Support for GCP Service Account authentication?

[jakebiesinger]

Hi!

New to Bravado. We use GCP service accounts extensively and I'd like to combine them with Bravado. Is this currently possible?

GCP provides a client library that's also based on Requests, but you have to use their AuthenticatedSession object to do so, which seems at odds with your direct usage of requests.Request.

Thoughts?

[jakebiesinger]

At first blush, it looks like we could simply provide an optional requests.Session object, one which we'd generate from Google's client library. We could provide the session to the RequestsClient constructor:

bravado/bravado/requests_client.py

Line 106 in 627f6c9

self.session = requests.Session()

[macisamuele]

Checking https://cloud.google.com/compute/docs/tutorials/python-guide looks like the GCP python client exposes Google Cloud Platform apis via methods and not Swagger specs, so it shouldn't be usable with bravado.

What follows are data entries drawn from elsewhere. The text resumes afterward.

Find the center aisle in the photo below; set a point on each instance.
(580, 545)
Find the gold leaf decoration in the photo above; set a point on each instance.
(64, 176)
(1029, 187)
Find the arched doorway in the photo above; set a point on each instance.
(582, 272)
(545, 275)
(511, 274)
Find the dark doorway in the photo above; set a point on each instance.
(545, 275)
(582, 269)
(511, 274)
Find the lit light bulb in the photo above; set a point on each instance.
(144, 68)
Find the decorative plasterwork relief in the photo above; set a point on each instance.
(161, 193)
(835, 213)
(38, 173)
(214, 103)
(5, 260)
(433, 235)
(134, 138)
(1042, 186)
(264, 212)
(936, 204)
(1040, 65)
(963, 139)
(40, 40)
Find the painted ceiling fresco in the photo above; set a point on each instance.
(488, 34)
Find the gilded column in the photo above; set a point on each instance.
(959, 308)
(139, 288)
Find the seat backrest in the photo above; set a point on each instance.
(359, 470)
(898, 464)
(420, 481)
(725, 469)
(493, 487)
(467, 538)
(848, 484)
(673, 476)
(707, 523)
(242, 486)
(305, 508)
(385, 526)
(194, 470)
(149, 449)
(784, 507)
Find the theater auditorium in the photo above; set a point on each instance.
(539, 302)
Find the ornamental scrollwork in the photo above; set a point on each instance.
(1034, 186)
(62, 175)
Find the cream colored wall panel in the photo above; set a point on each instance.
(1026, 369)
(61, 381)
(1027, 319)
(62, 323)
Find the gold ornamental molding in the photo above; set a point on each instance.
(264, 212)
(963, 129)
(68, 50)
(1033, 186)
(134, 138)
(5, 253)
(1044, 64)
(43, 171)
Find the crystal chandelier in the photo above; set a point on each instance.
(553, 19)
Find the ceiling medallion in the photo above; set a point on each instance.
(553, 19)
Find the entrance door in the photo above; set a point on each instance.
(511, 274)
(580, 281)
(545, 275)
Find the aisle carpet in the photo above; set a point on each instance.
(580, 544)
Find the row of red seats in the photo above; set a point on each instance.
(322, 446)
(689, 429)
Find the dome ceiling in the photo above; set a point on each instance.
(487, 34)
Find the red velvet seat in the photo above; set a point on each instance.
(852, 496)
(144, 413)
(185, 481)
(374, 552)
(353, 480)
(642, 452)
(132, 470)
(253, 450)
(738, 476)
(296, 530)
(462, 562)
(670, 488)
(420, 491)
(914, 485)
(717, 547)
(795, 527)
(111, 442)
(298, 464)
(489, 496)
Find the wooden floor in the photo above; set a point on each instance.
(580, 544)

@jakebiesinger: I'm probably misunderstanding your request, so I would ask if you could describe (maybe with a snippet) what are you trying to achieve.

[jakebiesinger]

Sorry this was unclear.

I'm not trying to call Google APIs as if they were Swagger endpoints. Rather, I'm trying to call one of our own APIs (which is a Swagger endpoint), but to have that call authenticated as a GCP Service Account.

The way non-swagger APIs would normally do this is to grab credentials for the service account and make POST or GETs using Google's own requests-based client library. https://google-auth.readthedocs.io/en/latest/user-guide.html#requests

Since you generate a fresh Session there in the linked line 106, I'm suggesting that you instead let us optionally pass in Google's AuthorizedSession, which is, after all, just a subclass of requests.Session (instead of creating a new one).

I'll try this out in a PR if I get a chance in the next day or two.